Seorang pria lanjut usia berinisial AMH (69) ditetapkan sebagai tersangka oleh Polres Batu atas dugaan tindak pidana pencabulan terhadap dua santriwati Sekolah Dasar (SD) yang berada di lingkungan sebuah pondok pesantren (Ponpes) di Kecamatan Bumiaji, Kota Batu, Jawa Timur. Modus yang digunakan tersangka adalah dengan dalih mengajarkan tata cara bersuci atau istinja kepada para korban.

Menurut keterangan Kapolres Batu, AKBP Andi Yudha Pranata, peristiwa ini terjadi sekitar bulan September 2024 di lingkungan pondok pesantren yang berinisial HM. Korban adalah dua santriwati, yakni PAR yang berusia 10 tahun 8 bulan, seorang pelajar kelas 2 SD yang berasal dari Kabupaten Jember, dan AKPR yang berusia 7 tahun 7 bulan, seorang pelajar kelas 1 SD yang berasal dari Kota Probolinggo. Kedua korban merupakan saudara kandung.

Tersangka AMH diketahui berprofesi sebagai wiraswasta dan beralamat di Kecamatan Babat, Kabupaten Lamongan. Selain itu, ia juga memiliki tempat tinggal di Desa Punten, Kecamatan Bumiaji, Kota Batu. Kapolres menegaskan bahwa AMH bukanlah pengurus atau bagian dari struktur organisasi pondok pesantren tersebut. Namun, ia masih memiliki hubungan keluarga dengan pemilik pondok pesantren.

Informasi yang dihimpun menyebutkan bahwa pondok pesantren tersebut hanya memiliki dua santriwati, dan keduanya menjadi korban dalam kasus ini. AKBP Andi Yudha Pranata menjelaskan bahwa modus operandi yang digunakan pelaku adalah dengan berpura-pura membantu membersihkan atau melakukan istinja pada saat korban selesai buang air kecil. Perbuatan tersebut dilakukan tanpa hak dan kapasitas yang jelas, baik secara etika maupun kedudukan.

Penetapan AMH sebagai tersangka didasarkan pada bukti-bukti yang kuat, termasuk keterangan yang konsisten dari para korban yang telah divalidasi melalui dua hasil visum et repertum. Pihak kepolisian meyakini bahwa keterangan dari anak-anak sebagai korban dapat dipercaya dan dipertanggungjawabkan sebagai keterangan saksi kunci. Selain itu, pihak kepolisian juga telah melakukan pemeriksaan terhadap enam orang saksi dan meminta keterangan dari ahli terkait.

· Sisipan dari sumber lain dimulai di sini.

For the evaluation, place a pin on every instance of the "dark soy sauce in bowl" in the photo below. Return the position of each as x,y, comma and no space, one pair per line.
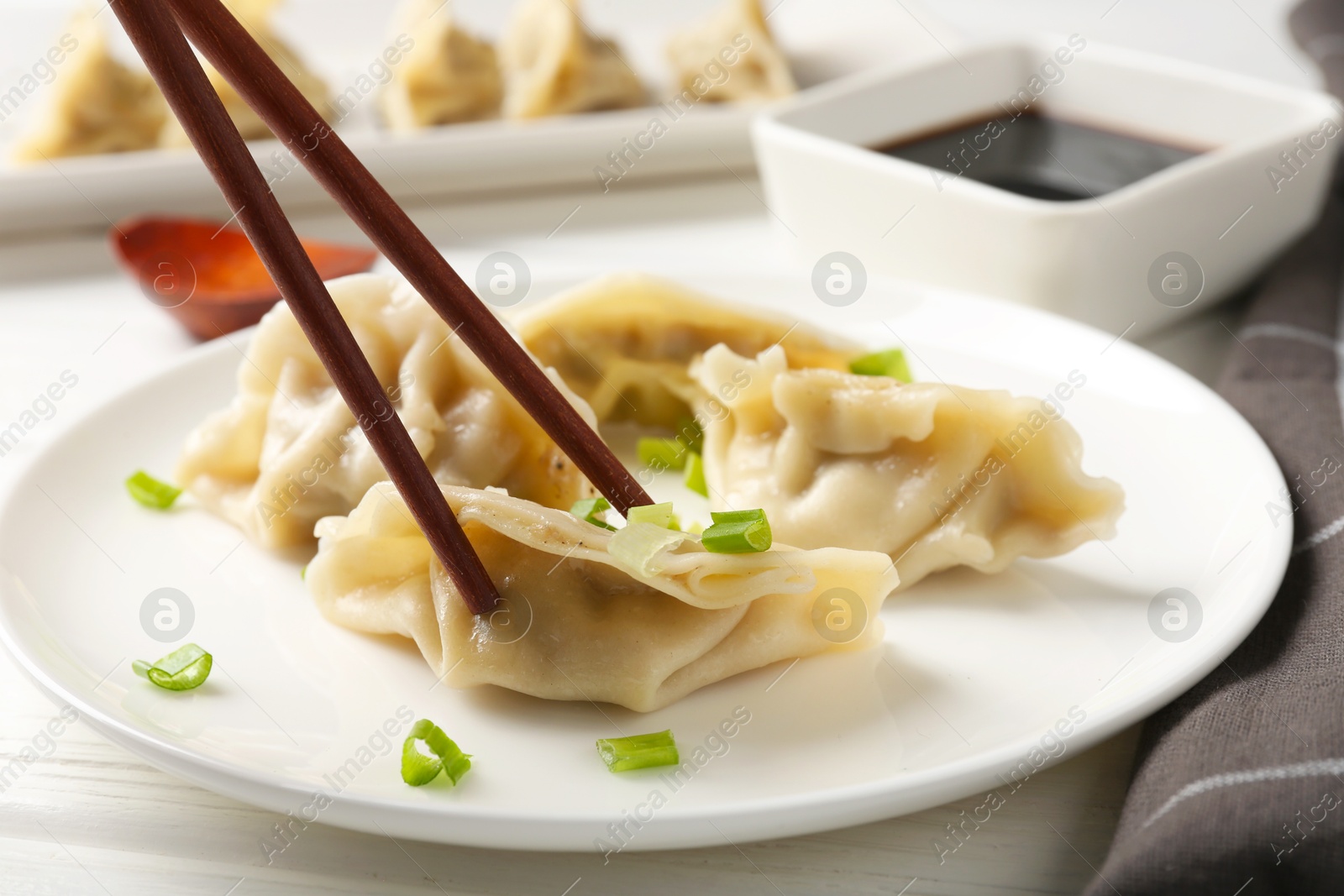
1038,156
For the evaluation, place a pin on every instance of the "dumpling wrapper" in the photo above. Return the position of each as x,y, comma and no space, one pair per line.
255,15
734,39
553,66
625,343
578,624
448,76
98,103
288,452
931,474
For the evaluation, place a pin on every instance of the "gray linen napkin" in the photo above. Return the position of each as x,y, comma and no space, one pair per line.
1238,788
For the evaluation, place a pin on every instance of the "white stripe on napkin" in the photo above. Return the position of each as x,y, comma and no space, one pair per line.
1234,778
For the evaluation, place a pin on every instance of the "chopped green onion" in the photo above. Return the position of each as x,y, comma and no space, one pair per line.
690,434
738,532
151,492
591,511
659,515
889,363
420,768
640,752
662,454
696,474
183,669
638,544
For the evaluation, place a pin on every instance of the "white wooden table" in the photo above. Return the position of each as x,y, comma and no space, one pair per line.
92,819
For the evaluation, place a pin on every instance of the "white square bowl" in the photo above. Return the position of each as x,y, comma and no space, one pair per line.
1106,259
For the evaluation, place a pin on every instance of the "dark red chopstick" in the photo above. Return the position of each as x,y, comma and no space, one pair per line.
183,82
286,110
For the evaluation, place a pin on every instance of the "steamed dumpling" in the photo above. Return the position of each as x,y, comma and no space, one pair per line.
448,76
730,56
553,66
933,476
577,624
288,452
625,343
98,105
255,16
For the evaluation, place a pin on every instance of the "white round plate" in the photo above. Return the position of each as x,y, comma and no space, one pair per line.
981,680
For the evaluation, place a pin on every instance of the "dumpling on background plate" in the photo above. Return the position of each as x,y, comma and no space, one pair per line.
931,474
625,343
554,66
732,56
288,452
97,105
448,76
255,15
584,620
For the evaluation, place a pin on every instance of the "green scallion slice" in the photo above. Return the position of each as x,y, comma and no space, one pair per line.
659,515
418,768
640,752
889,363
738,532
696,474
662,454
183,669
640,546
591,511
151,492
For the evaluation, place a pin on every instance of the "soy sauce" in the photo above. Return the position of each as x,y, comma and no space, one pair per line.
1038,156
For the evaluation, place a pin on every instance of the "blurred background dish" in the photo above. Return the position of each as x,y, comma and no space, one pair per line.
1101,183
369,60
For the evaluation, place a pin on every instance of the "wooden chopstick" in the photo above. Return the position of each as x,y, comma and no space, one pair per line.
295,121
161,45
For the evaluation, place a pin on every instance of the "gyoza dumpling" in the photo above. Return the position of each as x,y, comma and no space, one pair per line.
625,343
933,476
553,66
448,76
255,16
288,452
730,55
578,624
98,105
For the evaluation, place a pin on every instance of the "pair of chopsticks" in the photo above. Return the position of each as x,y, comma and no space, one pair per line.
159,29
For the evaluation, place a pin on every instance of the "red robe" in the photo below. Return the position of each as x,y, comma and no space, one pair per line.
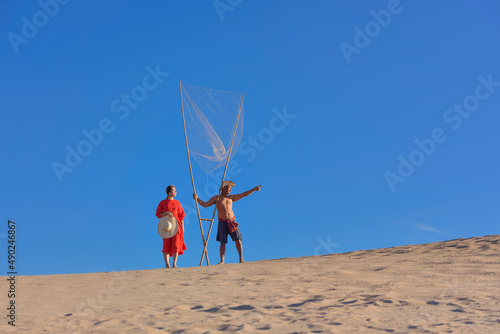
176,243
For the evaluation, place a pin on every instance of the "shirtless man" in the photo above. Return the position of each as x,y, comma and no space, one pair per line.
227,221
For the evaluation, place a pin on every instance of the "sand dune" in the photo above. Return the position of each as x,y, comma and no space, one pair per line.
444,287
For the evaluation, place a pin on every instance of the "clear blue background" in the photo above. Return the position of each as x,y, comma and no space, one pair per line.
323,180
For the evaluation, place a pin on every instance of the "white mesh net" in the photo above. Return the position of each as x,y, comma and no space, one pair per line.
211,117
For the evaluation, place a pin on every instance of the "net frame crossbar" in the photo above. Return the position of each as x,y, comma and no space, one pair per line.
205,241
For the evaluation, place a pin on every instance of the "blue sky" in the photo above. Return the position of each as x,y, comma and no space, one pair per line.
369,124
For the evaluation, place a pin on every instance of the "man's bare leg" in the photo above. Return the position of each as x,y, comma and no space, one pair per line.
175,256
239,247
165,257
222,253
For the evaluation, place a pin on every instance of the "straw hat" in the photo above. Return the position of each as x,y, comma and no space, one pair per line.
167,227
228,183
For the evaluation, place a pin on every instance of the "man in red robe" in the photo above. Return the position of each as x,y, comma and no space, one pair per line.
174,246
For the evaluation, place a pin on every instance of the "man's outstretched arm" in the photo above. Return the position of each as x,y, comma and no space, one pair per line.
237,197
205,204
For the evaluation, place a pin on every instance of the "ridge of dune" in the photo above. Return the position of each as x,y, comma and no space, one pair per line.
448,286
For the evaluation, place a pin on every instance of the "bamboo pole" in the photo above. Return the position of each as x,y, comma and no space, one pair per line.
223,176
192,181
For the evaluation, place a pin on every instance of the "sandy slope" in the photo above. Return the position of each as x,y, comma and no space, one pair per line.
443,287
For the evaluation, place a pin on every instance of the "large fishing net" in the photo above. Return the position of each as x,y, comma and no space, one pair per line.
211,117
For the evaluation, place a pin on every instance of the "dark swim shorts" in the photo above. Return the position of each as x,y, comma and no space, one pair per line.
223,231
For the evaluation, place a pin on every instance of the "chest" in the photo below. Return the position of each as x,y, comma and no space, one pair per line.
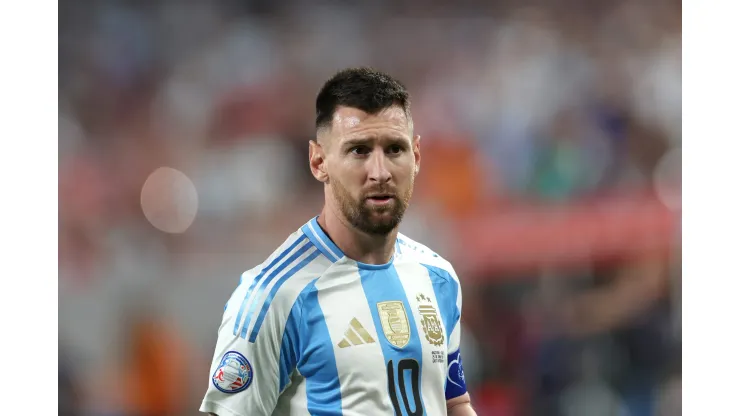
380,324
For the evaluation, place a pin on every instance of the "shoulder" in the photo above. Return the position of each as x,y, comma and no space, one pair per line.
438,266
281,279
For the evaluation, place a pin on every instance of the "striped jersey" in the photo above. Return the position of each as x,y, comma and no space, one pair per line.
312,332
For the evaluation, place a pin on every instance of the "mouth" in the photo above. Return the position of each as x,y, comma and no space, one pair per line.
380,199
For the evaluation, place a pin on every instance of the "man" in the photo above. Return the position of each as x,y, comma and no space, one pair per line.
347,317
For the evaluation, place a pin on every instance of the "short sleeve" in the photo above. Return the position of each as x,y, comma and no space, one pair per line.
455,385
449,295
248,373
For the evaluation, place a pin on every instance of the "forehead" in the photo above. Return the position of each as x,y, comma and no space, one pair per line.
349,122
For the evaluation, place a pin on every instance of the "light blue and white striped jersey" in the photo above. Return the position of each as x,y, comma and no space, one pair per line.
312,332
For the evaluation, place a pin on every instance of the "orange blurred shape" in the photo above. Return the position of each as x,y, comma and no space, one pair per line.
155,378
451,176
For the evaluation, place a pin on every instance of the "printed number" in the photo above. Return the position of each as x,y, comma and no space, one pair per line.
404,365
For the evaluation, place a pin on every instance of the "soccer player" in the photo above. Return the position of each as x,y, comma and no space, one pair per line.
347,316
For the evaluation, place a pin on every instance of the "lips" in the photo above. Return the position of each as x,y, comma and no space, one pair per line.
380,196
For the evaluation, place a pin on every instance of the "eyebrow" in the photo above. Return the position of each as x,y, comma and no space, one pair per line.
367,140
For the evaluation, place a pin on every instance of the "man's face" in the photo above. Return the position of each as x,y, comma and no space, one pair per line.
371,161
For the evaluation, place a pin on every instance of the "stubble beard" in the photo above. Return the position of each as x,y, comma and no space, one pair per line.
373,220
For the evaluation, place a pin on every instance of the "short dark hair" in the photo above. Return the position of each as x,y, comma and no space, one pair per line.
363,88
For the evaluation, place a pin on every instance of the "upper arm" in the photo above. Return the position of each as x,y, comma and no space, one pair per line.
248,373
460,406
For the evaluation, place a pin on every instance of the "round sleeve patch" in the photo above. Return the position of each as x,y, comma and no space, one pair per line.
234,373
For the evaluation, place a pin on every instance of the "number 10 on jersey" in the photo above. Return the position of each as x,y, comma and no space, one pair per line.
396,373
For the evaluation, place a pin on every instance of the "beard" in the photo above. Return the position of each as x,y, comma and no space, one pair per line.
368,218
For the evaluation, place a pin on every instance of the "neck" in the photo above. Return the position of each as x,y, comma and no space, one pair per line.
356,244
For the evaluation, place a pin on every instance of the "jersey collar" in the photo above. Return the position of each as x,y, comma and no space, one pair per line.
318,237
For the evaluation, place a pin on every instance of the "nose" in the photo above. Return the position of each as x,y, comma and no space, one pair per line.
377,169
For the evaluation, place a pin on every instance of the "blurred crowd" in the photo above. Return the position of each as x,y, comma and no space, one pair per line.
551,139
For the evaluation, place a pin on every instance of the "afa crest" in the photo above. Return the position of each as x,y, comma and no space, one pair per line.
433,330
233,374
395,322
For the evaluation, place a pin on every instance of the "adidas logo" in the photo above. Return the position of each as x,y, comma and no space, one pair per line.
355,335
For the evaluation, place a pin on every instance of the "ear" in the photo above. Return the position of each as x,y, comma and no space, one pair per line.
416,145
317,161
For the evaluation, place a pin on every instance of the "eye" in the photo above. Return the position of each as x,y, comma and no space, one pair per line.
360,150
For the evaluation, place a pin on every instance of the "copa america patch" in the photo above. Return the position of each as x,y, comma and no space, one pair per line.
234,373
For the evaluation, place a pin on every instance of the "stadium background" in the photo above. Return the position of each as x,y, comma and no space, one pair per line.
550,178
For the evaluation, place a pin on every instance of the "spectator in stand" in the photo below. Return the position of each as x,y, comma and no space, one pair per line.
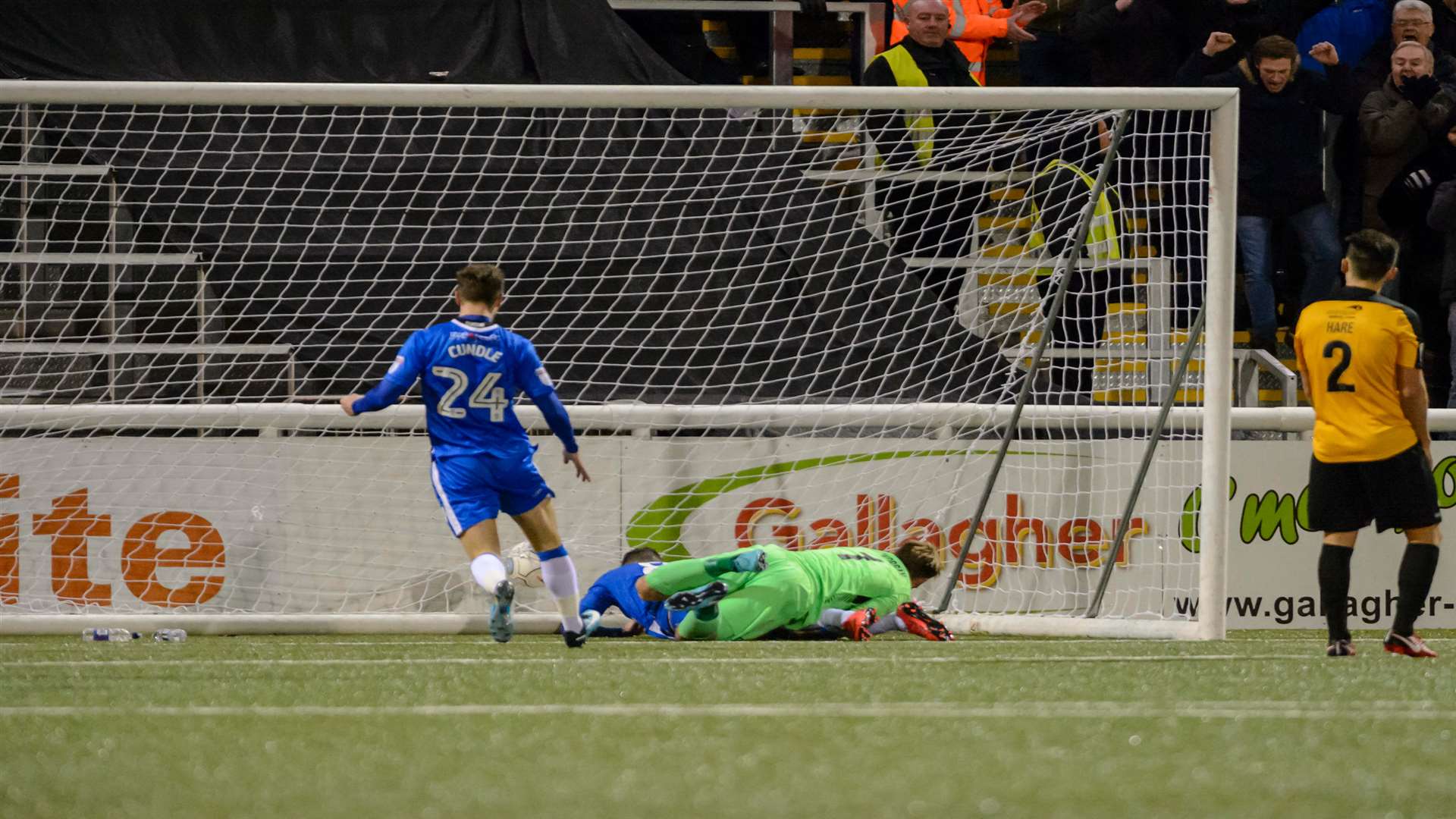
974,24
1398,120
1445,37
1280,162
1410,22
1131,42
1424,228
1440,175
1250,20
1053,58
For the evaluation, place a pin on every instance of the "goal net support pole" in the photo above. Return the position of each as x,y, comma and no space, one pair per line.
1053,315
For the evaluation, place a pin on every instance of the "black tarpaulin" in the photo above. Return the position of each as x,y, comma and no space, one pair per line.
658,256
347,41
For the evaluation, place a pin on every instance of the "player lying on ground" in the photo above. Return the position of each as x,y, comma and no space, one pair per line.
1360,357
471,371
747,594
618,588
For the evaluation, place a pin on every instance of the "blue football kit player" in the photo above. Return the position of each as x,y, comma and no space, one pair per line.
618,588
471,371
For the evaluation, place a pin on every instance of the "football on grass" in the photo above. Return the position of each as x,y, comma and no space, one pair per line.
526,567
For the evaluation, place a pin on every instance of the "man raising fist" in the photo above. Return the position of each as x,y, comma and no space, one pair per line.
1280,164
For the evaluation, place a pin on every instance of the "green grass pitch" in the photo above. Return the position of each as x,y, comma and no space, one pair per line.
1261,725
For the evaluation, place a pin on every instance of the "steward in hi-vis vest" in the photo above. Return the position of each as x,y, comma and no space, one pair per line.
973,25
912,64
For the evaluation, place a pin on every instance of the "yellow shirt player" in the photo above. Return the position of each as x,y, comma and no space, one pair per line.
1360,359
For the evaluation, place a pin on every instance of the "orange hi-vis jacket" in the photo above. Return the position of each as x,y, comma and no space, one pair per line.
974,24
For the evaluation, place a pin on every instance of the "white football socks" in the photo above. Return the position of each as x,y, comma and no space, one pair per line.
832,618
560,577
488,570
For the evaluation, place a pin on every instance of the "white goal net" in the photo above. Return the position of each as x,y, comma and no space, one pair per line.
777,315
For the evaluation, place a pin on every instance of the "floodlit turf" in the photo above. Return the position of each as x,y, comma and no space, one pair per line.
1261,725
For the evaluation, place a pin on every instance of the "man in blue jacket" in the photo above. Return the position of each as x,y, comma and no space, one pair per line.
1280,162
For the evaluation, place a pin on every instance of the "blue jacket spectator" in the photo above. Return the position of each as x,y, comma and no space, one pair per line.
1353,27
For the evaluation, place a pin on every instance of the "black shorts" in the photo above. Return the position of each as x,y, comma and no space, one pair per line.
1395,493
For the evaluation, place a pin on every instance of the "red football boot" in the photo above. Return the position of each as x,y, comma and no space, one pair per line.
1411,646
922,624
856,626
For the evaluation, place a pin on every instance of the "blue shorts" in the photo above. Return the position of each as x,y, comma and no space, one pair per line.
478,487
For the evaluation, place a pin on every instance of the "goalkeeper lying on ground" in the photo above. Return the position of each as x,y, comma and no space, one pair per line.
747,594
618,588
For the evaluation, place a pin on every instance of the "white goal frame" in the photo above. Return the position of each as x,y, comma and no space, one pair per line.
1215,417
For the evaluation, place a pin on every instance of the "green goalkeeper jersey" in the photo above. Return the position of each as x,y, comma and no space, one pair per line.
851,577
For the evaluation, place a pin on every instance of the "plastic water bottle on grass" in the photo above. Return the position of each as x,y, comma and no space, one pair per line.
109,634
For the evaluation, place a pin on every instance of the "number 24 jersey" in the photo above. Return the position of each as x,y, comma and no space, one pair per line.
471,371
1351,343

Berdasarkan keterangan yang diperoleh dari korban, tindak pencabulan tersebut telah dilakukan berulang kali selama bulan September 2024, terutama pada saat kondisi lingkungan pesantren sedang sepi. Kasus ini terungkap setelah para korban memberanikan diri untuk melaporkan kejadian yang dialaminya kepada orang tua mereka.

Walaupun telah ditetapkan sebagai tersangka, AMH tidak dilakukan penahanan oleh pihak kepolisian. Pertimbangan yang mendasari keputusan ini adalah usia tersangka yang sudah lanjut, yakni 69 tahun. Pihak kepolisian meyakini bahwa tersangka tidak akan melarikan diri karena keluarganya merupakan tokoh agama yang dikenal di Kota Batu. Selain itu, Kapolres juga menambahkan bahwa korban tidak mengalami luka fisik, namun terdapat dampak psikologis yang perlu ditangani.

Proses pengungkapan kasus ini membutuhkan waktu yang cukup lama karena pihak kepolisian perlu melakukan validasi terhadap keterangan para korban dan menunggu hasil visum dari rumah sakit. Keterlambatan keluarnya hasil visum tersebut mempengaruhi proses penyidikan yang dilakukan oleh pihak kepolisian.

Atas perbuatannya, tersangka AMH dijerat dengan Pasal 82 juncto Pasal 76 huruf E Undang-Undang Nomor 35 Tahun 2014 tentang Perubahan atas Undang-Undang Nomor 23 Tahun 2002 tentang Perlindungan Anak. AMH terancam hukuman pidana penjara paling singkat 5 tahun dan paling lama 15 tahun.